Here are some tips they provide on preventing wildfires:

Burning debris

· Obey all local burn bans and restrictions.

· Postpone burning when conditions are dry or windy.

· Establish wide control lines down to bare mineral soil.

· Never leave fire unattended.

· Keep water and hand tools nearby.


      · Remove vegetation from the work area.

· Where vegetation cannot be removed, use a sprayer to wet down the work area prior to starting welding operations. Wet a wider area on the down-wind side from the welding location. If working in the same area for an extended period, re-wet the vegetation surrounding the work site.

· Keep water handy.

· Have someone with you to spot any fires that the sparks ignite so that they can be caught while small.

· Avoid parking vehicles in dry, tall grass.

Baling hay

· Check bearing frequently and stop use if they get too hot.

· Remove any loose hay trapped around rollers-the friction can build up and start a fire.

· Keep a fire extinguisher and field sprayer nearby in case a fire breaks out.


· Check local restrictions on campfires.

· Build and burn campfires in a metal box or fire pit only.

· Do not build a fire in dry, windy conditions.

· Make sure the campfire is at least 15 feet from surroundings and low hanging branches.

· Use an approved gas stove as an alternative for heating and cooking.

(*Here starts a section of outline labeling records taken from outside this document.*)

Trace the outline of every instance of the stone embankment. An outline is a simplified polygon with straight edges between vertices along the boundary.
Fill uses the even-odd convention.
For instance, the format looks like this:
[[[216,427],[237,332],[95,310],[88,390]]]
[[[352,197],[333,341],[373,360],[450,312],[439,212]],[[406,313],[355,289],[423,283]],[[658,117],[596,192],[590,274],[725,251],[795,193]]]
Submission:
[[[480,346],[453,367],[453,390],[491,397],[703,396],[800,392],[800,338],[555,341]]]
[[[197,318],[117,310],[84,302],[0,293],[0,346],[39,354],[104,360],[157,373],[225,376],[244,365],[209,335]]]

· If charcoal grills are permitted, use them only over fire proof surfaces such as asphalt or bare mineral soil.

Using fireworks

· Follow all county and city laws regarding fireworks use.

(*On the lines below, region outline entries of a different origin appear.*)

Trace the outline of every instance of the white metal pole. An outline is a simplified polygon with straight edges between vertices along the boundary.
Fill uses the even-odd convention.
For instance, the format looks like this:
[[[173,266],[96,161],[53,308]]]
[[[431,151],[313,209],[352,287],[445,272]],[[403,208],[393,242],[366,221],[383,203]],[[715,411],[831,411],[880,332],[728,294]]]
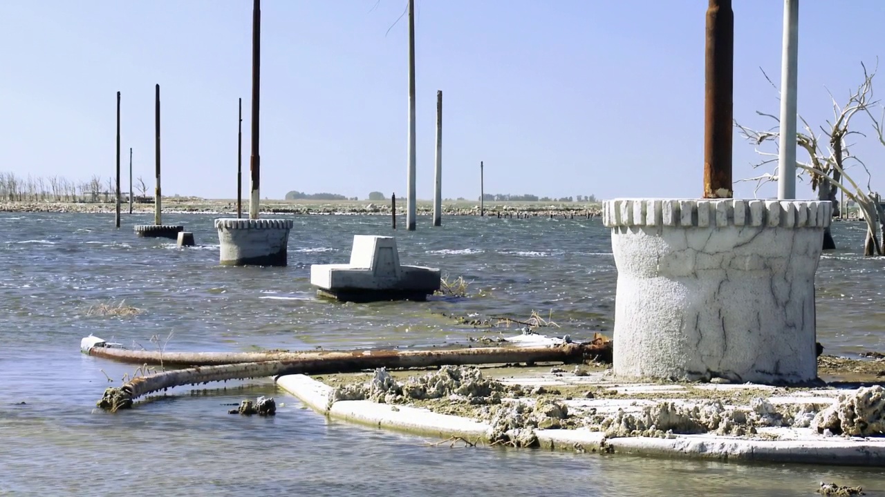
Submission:
[[[799,0],[783,2],[783,53],[781,58],[781,150],[777,197],[796,198],[796,94],[799,53]]]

· Only use fireworks outdoors and away from dry grass and buildings.

· Read the labels and use only as directed, with adult supervision.

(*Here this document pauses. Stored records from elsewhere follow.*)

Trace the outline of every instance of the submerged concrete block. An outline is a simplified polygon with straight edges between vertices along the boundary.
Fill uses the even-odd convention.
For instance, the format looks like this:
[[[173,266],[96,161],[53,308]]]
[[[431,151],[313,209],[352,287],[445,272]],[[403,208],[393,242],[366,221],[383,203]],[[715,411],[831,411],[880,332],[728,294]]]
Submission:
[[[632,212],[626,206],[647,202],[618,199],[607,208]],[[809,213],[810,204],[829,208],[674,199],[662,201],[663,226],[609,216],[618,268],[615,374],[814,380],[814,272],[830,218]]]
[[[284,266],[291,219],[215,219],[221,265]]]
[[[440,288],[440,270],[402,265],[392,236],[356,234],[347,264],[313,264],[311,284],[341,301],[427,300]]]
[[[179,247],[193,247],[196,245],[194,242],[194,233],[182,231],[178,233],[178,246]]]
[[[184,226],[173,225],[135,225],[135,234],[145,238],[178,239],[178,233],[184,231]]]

· Keep water, wet towels an d a garden hose nearby.

· Allow fireworks to cool completely before handling, and discard used fireworks into a bucket of water.

Using lawn equipment and motor vehicles

· Keep mufflers and spark arresters on lawn care equipment in proper working order and watch out for rocks and metal when mowing

· Dragging chains can start a grass fire along the road without your knowledge. A small piece of hot metal rips off the chain when it comes in contact with the pavement. When in contact with dry vegetation it can ignite a wildfire. Check to make sure your chains are secure and short enough not to drag.

And if you do start a wildfire, be prepared for the consequences. Local resident Cody Hilliard was indicted by a Wise County grand jury last December on four charges of arson of a building/habitation/vehicle reckless causing damage, a state jail felony. The indictment says Hilliard started the fire by using a burn barrel during a burn ban at the end of August last year. That fire burned more than 200 acres and destroyed several buildings and vehicles in the Paradise area.

On a somewhat related but less serious note, I need to thank our online readers, particularly our Facebook followers, for their headline suggestions regarding a wildfire last March that burned 265 acres on the LBJ National Grasslands (luckily, this one didn’t destroy any homes). Once we learned that the fire was started from someone lighting their toilet paper on fire, we couldn’t resist asking our readers for suggested headlines. We had a great response, and I ended up using a modified version of one of the suggestions for our headline: Wipe out: Burning toilet paper cause of 256-acre fire March 11.

That was one of three headlines I entered in the North and East Texas Press Association’s Better Newspaper Contest, and the Wise County Messenger recently received first place in the competition among twice-weekly newspapers. So thank you, readers. This award is definitely shared with you.